Talisca Reis não alcançou a vaga da categoria até 49 quilos, ao enfrentar Victoria Stambaugh, de Porto Rico, na decisiva semifinal.

Em seu primeiro desafio Talisca enfrentou Monica Pimental de Aruba e só confirmou sua vitória no último segundo. Em um confronto equilibrado, em que a brasileira esteve à frente do placar durante toda luta, Talisca teve que buscar reação, após perder a liderança, faltando 20 segundos. Com golpes aplicados restando apenas 0,40 segundos, a brasileira fechou o combate por 7 a 4.

Na semifinal brasileira encarou Victoria Stambaugh, de Porto Rico, mas não superou a adversária, com placar final ficou 5 a 4. Talisca saiu na frente e liderou a luta em sua maior parte, mas, novamente no último round sua adversária assumiu a dianteira. O combate esteve em aberto até os últimos segundos, mas a porto-riquenha levou a vaga.

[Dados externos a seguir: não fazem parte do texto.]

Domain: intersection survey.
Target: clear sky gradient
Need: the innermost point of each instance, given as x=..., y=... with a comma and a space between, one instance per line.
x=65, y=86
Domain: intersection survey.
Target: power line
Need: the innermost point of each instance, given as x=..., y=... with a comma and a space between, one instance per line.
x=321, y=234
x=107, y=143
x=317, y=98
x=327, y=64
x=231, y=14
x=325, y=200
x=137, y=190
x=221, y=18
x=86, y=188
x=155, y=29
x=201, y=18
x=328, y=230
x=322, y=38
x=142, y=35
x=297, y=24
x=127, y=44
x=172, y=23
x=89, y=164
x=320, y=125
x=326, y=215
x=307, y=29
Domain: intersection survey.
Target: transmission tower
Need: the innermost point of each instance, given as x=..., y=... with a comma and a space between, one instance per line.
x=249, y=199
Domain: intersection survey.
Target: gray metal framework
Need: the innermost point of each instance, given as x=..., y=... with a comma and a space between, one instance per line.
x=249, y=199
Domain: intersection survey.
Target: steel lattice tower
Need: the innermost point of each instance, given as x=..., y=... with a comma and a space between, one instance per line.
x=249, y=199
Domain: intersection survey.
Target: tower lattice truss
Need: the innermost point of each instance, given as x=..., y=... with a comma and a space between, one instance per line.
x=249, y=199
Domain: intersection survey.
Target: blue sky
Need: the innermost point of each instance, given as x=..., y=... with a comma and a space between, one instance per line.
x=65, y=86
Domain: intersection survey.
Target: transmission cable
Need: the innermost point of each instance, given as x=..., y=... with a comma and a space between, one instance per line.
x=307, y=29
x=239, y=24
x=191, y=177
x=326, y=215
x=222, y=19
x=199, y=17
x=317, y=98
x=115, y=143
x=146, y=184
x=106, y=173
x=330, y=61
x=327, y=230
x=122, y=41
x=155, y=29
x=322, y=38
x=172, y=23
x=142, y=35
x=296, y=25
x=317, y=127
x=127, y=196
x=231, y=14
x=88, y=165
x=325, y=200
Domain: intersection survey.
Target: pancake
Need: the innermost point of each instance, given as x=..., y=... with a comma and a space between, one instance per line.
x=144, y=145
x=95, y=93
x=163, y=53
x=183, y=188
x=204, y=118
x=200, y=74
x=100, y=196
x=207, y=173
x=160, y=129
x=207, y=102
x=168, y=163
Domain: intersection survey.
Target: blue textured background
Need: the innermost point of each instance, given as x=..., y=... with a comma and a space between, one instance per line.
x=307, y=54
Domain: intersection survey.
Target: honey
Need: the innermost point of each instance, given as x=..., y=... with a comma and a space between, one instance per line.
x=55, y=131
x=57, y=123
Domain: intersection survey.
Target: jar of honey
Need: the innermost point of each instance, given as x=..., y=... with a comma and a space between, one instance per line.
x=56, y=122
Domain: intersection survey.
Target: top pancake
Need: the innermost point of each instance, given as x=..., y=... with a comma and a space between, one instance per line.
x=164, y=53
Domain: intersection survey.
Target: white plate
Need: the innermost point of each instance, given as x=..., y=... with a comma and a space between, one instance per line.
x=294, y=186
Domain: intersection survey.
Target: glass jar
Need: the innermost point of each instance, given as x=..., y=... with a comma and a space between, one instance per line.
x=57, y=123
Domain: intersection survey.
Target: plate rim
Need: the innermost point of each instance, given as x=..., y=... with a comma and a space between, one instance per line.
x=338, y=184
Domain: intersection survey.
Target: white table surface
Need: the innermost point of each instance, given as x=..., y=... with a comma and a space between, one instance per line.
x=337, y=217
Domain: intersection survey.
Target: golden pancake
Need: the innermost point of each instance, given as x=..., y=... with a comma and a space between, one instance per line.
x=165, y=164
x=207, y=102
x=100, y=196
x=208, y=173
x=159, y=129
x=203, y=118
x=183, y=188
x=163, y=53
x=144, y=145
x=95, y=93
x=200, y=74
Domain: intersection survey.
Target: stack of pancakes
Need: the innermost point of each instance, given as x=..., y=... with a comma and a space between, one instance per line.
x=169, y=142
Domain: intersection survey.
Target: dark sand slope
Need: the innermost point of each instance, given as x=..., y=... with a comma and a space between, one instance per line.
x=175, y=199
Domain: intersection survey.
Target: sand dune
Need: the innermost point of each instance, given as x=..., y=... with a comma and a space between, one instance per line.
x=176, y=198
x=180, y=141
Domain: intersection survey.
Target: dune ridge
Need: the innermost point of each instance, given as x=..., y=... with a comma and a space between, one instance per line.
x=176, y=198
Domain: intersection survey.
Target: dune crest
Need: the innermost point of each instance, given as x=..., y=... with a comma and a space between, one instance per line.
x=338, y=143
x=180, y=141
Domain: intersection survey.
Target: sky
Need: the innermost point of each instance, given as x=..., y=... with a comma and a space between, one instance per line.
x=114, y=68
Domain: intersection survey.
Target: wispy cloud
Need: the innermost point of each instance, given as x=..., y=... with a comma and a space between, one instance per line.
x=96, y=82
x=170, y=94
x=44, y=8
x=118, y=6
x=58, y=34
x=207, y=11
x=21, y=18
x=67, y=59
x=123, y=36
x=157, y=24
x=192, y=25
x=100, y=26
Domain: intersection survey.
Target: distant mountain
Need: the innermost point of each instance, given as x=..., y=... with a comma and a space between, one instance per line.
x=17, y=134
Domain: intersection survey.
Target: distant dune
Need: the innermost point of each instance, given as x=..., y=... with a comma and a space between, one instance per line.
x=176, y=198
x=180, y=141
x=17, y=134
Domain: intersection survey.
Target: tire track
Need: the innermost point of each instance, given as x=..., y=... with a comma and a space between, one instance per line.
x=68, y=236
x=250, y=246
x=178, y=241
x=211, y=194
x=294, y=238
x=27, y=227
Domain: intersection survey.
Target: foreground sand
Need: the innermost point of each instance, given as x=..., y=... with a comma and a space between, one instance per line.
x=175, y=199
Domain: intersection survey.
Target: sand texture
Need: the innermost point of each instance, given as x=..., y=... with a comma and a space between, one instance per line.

“O balanço é positivo, dos quatro atletas que trouxemos, três conseguiram suas vagas. Garantimos o maior número de atletas classificados, junto com a Republica Dominicana. Claro que ficamos tristes por não alcançarmos a vaga do 49 quilos, no feminino. A atleta lutou bem, buscou até o final mas, infelizmente, acabou perdendo o combate. A equipe se comportou bem no evento que é difícil, nervoso e exigente mentalmente e isso é importante. A ideia agora é verificar diante de toda situação mundial qual a melhor estratégia para que os atletas se mantenham treinando e o trabalho continue evoluindo fazendo com que a equipe chegue bem nos Jogos Olímpicos”, analisou a coordenadora técnica e chefe de equipe, Natália Falavigna.